The hospital said on Friday that they had ceased giving him cancer-fighting drugs over concerns they were further weakening his liver.

However, in recognition of his condition, Mr Liu’s younger and older brothers as well as their wives were being allowed to visit him.

"I think the authorities are in crisis mode. They too are not sure if Liu Xiaobo will pass away soon because his condition is quite obviously worsening," Hu Jia, a family friend, said.

China’s treatment of one of their most renowned political prisoners and only Noble Peace Prize winner, has been condemned worldwide. There have been numerous calls for his release on account of his current condition.

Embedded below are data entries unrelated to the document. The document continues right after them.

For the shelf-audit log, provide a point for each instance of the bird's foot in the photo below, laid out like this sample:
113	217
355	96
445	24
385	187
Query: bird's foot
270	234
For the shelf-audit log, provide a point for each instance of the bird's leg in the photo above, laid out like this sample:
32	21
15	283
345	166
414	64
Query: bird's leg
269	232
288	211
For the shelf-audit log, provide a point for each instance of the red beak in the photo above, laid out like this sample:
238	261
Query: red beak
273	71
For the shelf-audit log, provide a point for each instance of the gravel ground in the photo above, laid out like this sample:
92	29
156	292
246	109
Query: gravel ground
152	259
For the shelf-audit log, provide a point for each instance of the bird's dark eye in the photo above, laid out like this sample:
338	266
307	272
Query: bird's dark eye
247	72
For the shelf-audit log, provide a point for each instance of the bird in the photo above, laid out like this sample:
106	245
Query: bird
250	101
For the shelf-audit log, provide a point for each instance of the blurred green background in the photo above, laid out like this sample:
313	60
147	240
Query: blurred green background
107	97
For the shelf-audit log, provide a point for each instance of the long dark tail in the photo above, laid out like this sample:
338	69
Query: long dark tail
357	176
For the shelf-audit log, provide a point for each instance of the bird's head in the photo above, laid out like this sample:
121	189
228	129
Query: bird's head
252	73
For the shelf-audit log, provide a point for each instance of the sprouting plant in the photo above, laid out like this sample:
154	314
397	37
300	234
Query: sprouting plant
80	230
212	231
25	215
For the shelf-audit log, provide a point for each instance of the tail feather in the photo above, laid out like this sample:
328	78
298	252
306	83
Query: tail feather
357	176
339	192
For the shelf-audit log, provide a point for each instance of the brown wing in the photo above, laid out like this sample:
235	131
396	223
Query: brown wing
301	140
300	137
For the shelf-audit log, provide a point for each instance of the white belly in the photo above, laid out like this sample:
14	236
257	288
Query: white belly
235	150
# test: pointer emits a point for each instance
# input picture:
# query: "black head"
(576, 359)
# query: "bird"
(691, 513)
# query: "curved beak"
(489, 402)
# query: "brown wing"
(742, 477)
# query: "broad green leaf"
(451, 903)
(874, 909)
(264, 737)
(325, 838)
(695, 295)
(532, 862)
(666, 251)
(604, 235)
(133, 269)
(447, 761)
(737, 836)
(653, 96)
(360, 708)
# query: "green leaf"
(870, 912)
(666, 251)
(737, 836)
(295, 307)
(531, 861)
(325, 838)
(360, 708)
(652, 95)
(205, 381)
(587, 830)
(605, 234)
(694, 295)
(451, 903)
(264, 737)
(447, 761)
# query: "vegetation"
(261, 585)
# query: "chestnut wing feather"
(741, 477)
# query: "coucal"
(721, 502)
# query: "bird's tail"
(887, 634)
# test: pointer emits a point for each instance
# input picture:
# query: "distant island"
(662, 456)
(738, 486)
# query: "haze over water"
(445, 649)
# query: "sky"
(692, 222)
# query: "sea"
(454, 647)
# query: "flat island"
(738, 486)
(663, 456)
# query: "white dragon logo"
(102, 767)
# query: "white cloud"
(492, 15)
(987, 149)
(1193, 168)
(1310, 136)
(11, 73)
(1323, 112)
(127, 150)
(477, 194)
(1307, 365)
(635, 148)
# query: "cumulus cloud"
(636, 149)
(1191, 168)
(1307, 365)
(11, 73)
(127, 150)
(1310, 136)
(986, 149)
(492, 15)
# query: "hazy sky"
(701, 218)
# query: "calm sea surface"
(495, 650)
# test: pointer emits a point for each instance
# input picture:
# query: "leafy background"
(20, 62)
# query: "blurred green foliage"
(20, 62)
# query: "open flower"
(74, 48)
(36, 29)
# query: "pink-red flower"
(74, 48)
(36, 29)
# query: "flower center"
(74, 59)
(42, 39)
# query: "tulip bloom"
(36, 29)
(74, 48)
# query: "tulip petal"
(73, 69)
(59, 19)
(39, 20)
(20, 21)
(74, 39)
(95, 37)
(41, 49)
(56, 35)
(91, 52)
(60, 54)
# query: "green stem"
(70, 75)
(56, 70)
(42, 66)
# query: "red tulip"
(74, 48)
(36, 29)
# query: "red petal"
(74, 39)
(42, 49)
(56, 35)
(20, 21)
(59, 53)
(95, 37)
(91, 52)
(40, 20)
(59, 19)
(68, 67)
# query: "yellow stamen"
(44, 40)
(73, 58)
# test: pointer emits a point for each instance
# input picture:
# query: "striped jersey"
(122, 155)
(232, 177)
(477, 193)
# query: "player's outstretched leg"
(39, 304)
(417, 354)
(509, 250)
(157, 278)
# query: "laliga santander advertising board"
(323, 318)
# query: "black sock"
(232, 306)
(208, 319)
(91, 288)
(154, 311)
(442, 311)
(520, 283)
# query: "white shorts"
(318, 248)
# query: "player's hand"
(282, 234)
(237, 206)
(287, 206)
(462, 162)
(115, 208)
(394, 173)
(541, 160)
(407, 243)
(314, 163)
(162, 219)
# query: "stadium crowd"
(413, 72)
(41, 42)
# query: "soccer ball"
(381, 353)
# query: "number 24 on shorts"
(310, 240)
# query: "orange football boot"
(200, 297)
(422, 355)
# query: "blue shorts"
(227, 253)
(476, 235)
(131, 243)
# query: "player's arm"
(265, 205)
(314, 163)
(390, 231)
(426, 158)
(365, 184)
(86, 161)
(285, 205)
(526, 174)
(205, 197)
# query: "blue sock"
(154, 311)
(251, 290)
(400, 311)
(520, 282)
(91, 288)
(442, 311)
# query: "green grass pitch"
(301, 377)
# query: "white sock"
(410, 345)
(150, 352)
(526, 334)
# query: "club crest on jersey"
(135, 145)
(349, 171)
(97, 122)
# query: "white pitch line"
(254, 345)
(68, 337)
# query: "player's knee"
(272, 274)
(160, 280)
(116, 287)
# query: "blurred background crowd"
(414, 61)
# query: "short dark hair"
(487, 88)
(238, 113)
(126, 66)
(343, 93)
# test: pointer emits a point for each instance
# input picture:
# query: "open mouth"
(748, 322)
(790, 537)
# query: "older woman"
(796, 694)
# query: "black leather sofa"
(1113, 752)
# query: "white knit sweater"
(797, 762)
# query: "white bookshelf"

The United Nations spokeswoman Liz Throssell said that the UN should be given access to Mr Liu.

The 61-year-old activist received an 11-year-jail sentence for advocating sweeping political reforms and “inciting subversion of state power”.

He also assisted in writing a petition known as Charter 08, a manifesto signed by more than 350 Chinese human rights activists and intellectuals.

It called for changes to the political system and freedom of expression. "We should end the practice of viewing words as crimes," it stated.

In Mr Liu’s Noble lecture in absentia, released in 2010, he wrote: “Hatred can rot away at a person's intelligence and conscience.

"Enemy mentality will poison the spirit of a nation, incite cruel mortal struggles, destroy a society's tolerance and humanity, and hinder a nation's progress toward freedom and democracy.”